The gamer gate thing is just one of many gender related hullaboos we will see commonplace now. For most of gaming's history it has been a special club for adolescent males, with 90% of the games catering and reflecting the general tastes of adolescent males (violence, guns, boobs). The demographics have changed, and the flow of the mass market products are changing as well.
Hm. Well, most of gaming's history perobably, but I don't think it was originally. I don't remember any lines particularly being drawn in the spectrum and atari days for example (when both boys, girls and whole families would be marketed to).
@Miz
I think you've been seeing very different things to me, then.
Re: Leigh Alexander's article, it didn't seem so different to what Silas Vitalia was saying:
This is a painful process for some very special boys and will be a source of much internet fake crisis for years to come, having to deal with millions of new female and other casual gamers and the diversification of the market. As a result your going to see and hear a lot more sensational gaming related things involving ladies and their ladybits. Its hard for any group that is used to being catered to exclusively to not be that thing anymore.
Which is actually a good and positive thing; gaming diversifying means more choice. It doesn't mean everything will be sanitized and feminized, or destroyed - there are always going to be broshooters and whatever else specifically directed at a safe 14-20 year old male demographic; and probably most AAA titles are going to be mainly directed at that demographic for a while to come.
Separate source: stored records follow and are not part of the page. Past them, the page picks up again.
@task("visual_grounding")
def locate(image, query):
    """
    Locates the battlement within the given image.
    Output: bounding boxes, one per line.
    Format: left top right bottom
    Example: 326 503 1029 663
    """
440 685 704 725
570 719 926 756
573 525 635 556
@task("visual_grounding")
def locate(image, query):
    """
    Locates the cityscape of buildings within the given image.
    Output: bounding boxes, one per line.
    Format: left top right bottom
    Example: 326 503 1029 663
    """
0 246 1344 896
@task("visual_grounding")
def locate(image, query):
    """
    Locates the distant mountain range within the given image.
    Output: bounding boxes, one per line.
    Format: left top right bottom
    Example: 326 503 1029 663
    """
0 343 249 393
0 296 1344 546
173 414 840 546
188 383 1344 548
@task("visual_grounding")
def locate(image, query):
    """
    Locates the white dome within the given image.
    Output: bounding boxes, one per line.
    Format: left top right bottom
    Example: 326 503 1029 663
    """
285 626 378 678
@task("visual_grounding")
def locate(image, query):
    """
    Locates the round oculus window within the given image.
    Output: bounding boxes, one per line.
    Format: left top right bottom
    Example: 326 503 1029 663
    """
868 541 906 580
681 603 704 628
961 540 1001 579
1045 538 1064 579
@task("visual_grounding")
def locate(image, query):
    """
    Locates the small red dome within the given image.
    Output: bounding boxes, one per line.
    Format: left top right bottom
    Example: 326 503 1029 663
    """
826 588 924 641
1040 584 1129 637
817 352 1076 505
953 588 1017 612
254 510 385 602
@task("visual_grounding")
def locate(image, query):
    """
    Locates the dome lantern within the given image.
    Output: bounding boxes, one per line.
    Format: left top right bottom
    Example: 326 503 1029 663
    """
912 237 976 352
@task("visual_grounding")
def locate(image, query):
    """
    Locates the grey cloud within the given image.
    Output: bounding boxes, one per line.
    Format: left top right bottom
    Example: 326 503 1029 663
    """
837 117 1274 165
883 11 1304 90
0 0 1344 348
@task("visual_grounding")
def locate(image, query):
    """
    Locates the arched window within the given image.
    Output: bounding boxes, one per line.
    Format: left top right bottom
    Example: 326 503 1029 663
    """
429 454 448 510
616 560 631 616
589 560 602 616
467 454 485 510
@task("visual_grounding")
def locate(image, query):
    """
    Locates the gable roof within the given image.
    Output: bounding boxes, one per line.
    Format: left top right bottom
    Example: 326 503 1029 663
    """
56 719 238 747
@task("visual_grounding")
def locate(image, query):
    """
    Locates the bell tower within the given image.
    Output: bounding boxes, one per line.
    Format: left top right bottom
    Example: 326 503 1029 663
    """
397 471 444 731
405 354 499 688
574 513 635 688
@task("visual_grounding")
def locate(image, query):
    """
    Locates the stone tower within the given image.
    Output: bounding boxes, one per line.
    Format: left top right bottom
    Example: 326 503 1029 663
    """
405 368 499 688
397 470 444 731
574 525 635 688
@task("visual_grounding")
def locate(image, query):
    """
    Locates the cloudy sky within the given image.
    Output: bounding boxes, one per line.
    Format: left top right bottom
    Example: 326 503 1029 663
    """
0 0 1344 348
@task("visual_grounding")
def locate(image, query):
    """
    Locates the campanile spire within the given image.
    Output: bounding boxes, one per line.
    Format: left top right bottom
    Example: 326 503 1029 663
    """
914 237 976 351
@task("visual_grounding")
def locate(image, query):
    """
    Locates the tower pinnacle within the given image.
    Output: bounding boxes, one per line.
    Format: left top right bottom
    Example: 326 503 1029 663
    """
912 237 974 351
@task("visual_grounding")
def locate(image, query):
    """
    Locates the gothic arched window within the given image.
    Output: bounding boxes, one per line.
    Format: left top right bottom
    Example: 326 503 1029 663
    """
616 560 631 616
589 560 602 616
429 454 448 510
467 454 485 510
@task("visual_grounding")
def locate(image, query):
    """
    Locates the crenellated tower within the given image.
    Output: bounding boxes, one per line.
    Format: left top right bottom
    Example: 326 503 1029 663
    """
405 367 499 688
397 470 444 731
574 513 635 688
But gradually, gaming in general is opening up. Which means more of a variety of (hopefully) interesting games.
It's not a binary choice here; we can have both. Games can be shooting stuff with your friends. Games can also be art that makes you think and/or feel. (There's also no reason why those things can't overlap).
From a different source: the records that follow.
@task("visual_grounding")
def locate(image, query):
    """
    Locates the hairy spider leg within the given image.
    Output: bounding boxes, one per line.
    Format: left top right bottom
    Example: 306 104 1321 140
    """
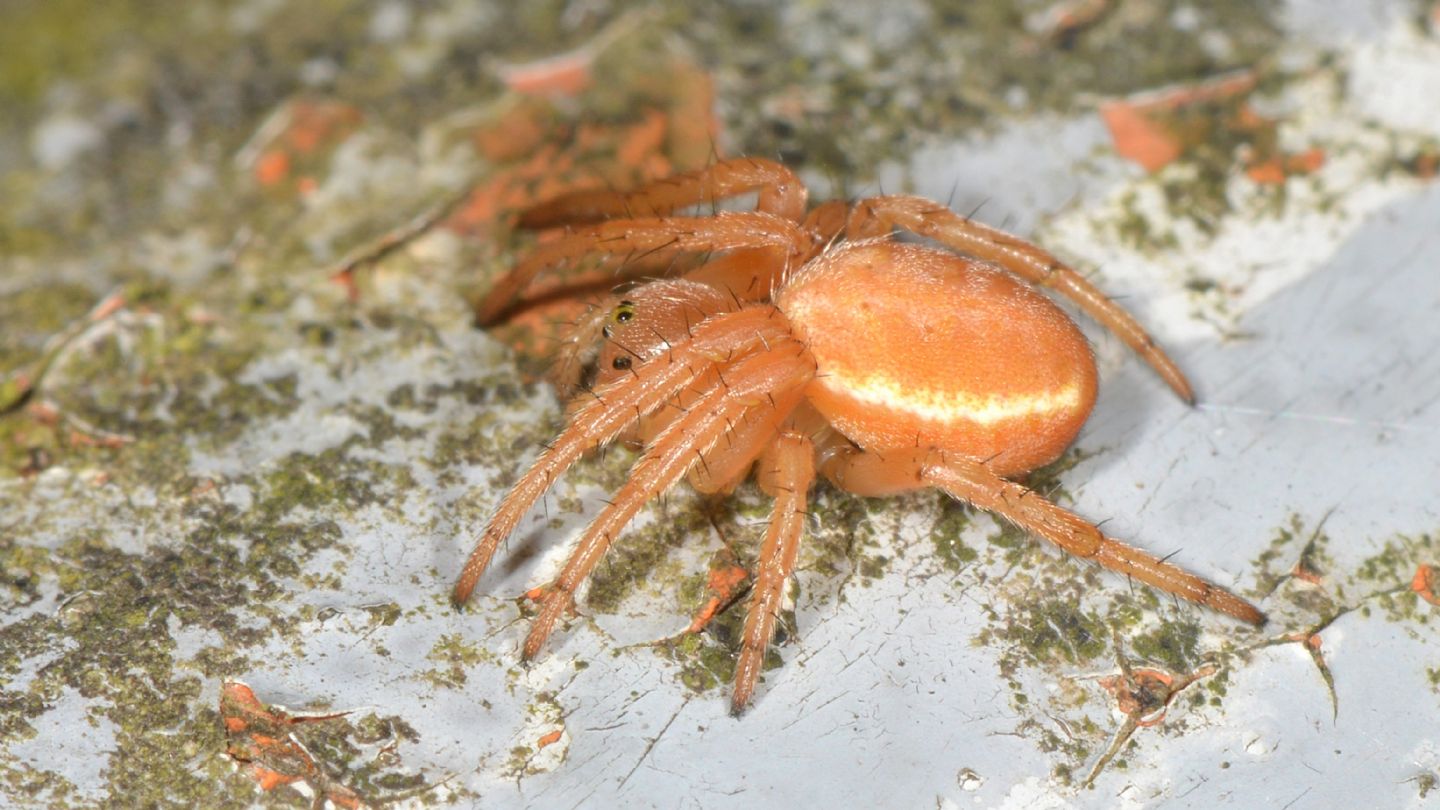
475 212 812 326
824 450 1266 626
730 432 815 715
521 337 815 660
690 389 805 494
518 157 808 229
848 195 1195 405
454 307 791 604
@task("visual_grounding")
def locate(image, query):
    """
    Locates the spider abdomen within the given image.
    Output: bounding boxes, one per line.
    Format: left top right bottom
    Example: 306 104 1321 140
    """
775 241 1096 476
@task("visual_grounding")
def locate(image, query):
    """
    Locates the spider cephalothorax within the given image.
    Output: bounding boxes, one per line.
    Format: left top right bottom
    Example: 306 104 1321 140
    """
455 160 1264 712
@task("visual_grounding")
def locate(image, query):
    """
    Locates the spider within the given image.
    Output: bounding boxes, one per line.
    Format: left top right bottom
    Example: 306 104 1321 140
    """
454 159 1264 715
Equally, it's a good and positive thing for undermining the stereotype than games are
only for a specific type of person; the gamer stereotype. (Though in fairness, there's actually a few of those, but still centred around the idea of an obsessive overweight shut-in manchild) As I'm sure we're all aware (?) gaming as a hobby has had a certain amount of stigma attached - that it's sad, that it's for kids or that it's just violent and stupid.
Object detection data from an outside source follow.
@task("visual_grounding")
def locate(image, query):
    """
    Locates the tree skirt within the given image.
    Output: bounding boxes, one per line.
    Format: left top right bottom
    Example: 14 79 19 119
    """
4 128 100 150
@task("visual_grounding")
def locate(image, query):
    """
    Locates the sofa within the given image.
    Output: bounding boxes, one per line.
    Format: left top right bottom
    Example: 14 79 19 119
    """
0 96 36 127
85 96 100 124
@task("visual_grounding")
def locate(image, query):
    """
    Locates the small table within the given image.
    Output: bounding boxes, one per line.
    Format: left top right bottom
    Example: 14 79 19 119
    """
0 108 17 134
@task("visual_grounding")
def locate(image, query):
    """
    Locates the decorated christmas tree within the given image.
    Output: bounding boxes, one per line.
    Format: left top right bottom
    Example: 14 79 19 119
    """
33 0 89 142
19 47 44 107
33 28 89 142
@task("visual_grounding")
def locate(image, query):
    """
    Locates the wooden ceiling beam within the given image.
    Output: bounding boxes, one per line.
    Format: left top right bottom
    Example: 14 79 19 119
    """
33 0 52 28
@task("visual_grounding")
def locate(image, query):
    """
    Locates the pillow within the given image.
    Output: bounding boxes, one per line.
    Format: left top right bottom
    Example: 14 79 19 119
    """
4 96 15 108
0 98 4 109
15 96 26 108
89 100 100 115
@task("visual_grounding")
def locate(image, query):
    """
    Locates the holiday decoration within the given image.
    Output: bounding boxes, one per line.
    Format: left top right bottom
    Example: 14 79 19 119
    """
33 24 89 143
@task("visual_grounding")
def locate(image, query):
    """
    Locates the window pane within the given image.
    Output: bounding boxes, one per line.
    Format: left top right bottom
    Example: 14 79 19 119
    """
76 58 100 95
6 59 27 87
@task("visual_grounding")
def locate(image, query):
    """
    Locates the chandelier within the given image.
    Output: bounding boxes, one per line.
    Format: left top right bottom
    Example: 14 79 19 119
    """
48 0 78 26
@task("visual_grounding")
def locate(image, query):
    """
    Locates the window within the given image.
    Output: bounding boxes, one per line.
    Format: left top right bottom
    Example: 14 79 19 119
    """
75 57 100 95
(nevermind that it's actually actively engaging you, compared to something like watching reality tv passively
)
Though there are people who seem intent on living up to the stereotype, and are demanding that games are only for them, as 'true' 'real' or 'proper' gamers (?) and that a creative medium never grows, develops or changes creatively (only technologically) and otherwise remains the same. (which ends up being bad for everyone as things stagnate).
Oh - and I'd also comment, that despite this debate being completely codified by gender, it isn't
just the idea that women are 'suddenly' noticing games, and now everything has to change
for them (which is ridiculous - I saw someone comment "girls only started caring about games since 2005" *counts on fingers* yeah, ok, I've been playing them for 21 years, so point disproved) - because, yes, women are outside of that catered for safe demographic...
But so are the men who have outgrown that demographic. The guys in their 30s, 40s, and beyond who grew up with the industry.
So when we're getting into targeted demographics and who games are
for, I think lines can easily be drawn along the age bracket as well as the gender bracket.
(and all this, ofc, comes back to the fundamental questions posed earlier - what are games, who are gamers. It seems to me that if this gatekeeping of a medium isn't 'dead', it should be. games should have limitless potential as a medium. games are for everyone. gamers are the people who play them).
Which, hopefully, has been said more nicely in this forum post than Leigh Alexander wrote in her article, but it's essentially the same ideas.